Ruimsig Stadium
- Interactive map of Ruimsig Stadium
- Location: Roodepoort, Gauteng, South Africa
- Coordinates: 26°04′18″S 27°52′00″E﻿ / ﻿26.0718°S 27.8666°E
- Owner: City of Johannesburg
- Capacity: 15,000

Construction
- Renovated: 2009
- Cost: R10 million (2009 refurbishment)

= Ruimsig Stadium =

Building in South Africa

Ruimsig Stadium is a multi-purpose stadium located in Roodepoort, South Africa. It is used mostly for football matches and was used as a training field for teams participating in the 2010 FIFA World Cup after being renovated in 2009 and brought up to FIFA standards.

At the 2009 FIFA Confederations Cup, Iraq used Ruimsig Stadium for their training sessions.

The stadium hosted an international friendly between Australia and Denmark on 1 June 2010, and one between the USA and Australia on 5 June 2010.

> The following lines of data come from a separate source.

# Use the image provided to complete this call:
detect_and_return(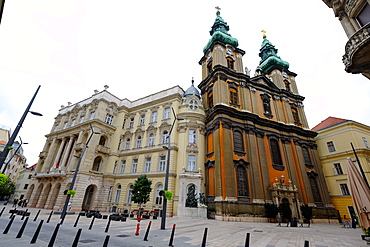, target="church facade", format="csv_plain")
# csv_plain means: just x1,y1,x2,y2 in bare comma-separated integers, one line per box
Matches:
26,12,334,220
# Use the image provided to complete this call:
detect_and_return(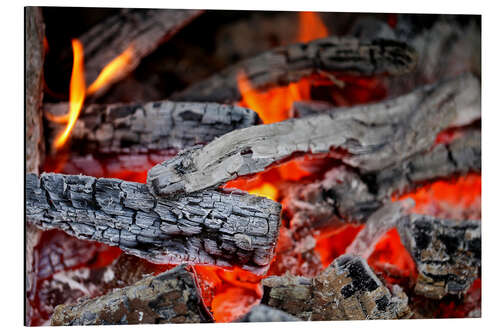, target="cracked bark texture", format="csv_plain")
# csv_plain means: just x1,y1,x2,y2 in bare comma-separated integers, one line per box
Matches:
172,37,417,103
26,174,281,274
283,129,481,232
235,304,300,323
397,214,481,299
51,265,213,326
262,255,410,320
79,8,202,94
44,101,259,153
24,7,45,173
24,7,45,325
148,75,481,196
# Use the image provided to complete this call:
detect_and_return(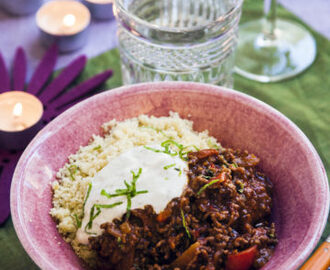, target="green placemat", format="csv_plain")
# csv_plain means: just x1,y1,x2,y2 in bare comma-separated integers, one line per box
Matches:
0,0,330,270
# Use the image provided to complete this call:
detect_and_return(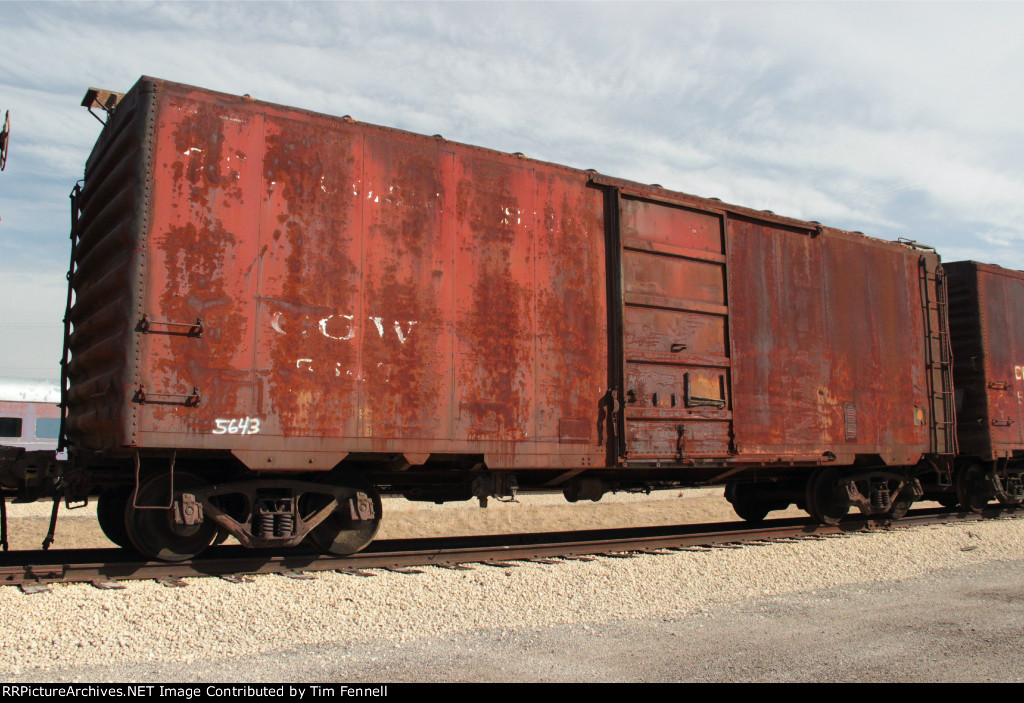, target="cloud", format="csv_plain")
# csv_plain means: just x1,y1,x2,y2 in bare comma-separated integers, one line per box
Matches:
0,2,1024,378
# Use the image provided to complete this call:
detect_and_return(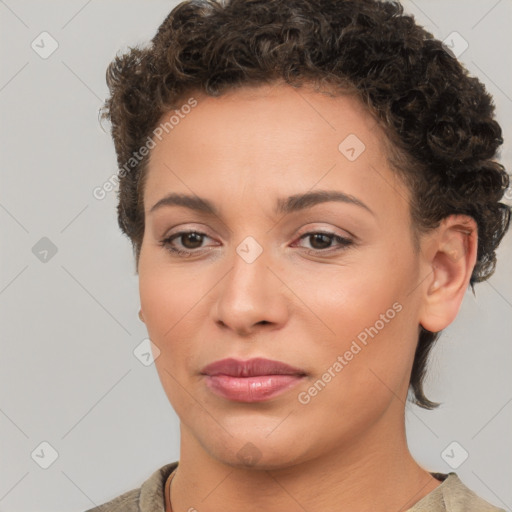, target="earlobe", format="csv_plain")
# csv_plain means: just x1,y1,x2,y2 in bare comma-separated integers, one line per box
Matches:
420,215,478,332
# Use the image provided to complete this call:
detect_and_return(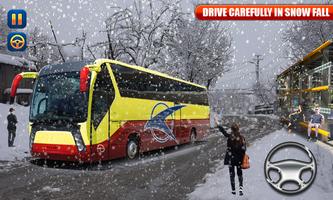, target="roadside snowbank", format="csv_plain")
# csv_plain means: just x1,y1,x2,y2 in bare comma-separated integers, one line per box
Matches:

Ruimsig Stadium was constructed in 1994 at a cost of R24 million as an international Athletics venue to the latest IAAF standards at the time. The track is an 8 lane full polyurethane track with duplicate facilities in both directions for all field events. Between 1995 and 2001 it hosted a number of international Athletics meetings including an IAAF Grand Prix Athletics Meeting in April 1995 as the opening event of the track [O'Neil Fourie, Stadium Designer and Project Manager Ruimsig Stadium].

The venue forms part of a multi-sport events complex which was designed so that sporting codes that require access to open land and open water can also be staged at this venue, and the events that have taken place include Road Running, Cross County Running, Triathlon, Duathlon, Mountain Biking, Off-road Triathlon, Road Cycling and model aeroplanes. The terrain was also designed to accommodate BMX, model cars and moto cross, although the various managers have at different times not always allowed motorised sport. The annual Urban Assault Mountain Bike Race at the stadium attracts up to 2,000 participants and has been running for ten years.

The facilities for the other sporting codes planned on the site have never been completed, and there are two Cricket ovals, two Football pitches, and a Hockey pitch that are grassed and in use, but the spectator seating and clubhouses planned for these facilities have never been constructed. The master plan also includes a multi-purpose indoor hall, Tennis courts, Netball courts, and multi-purpose courts, but the platforms for these facilities are used as grassed events areas for the start and finish of mountain bike races, etc.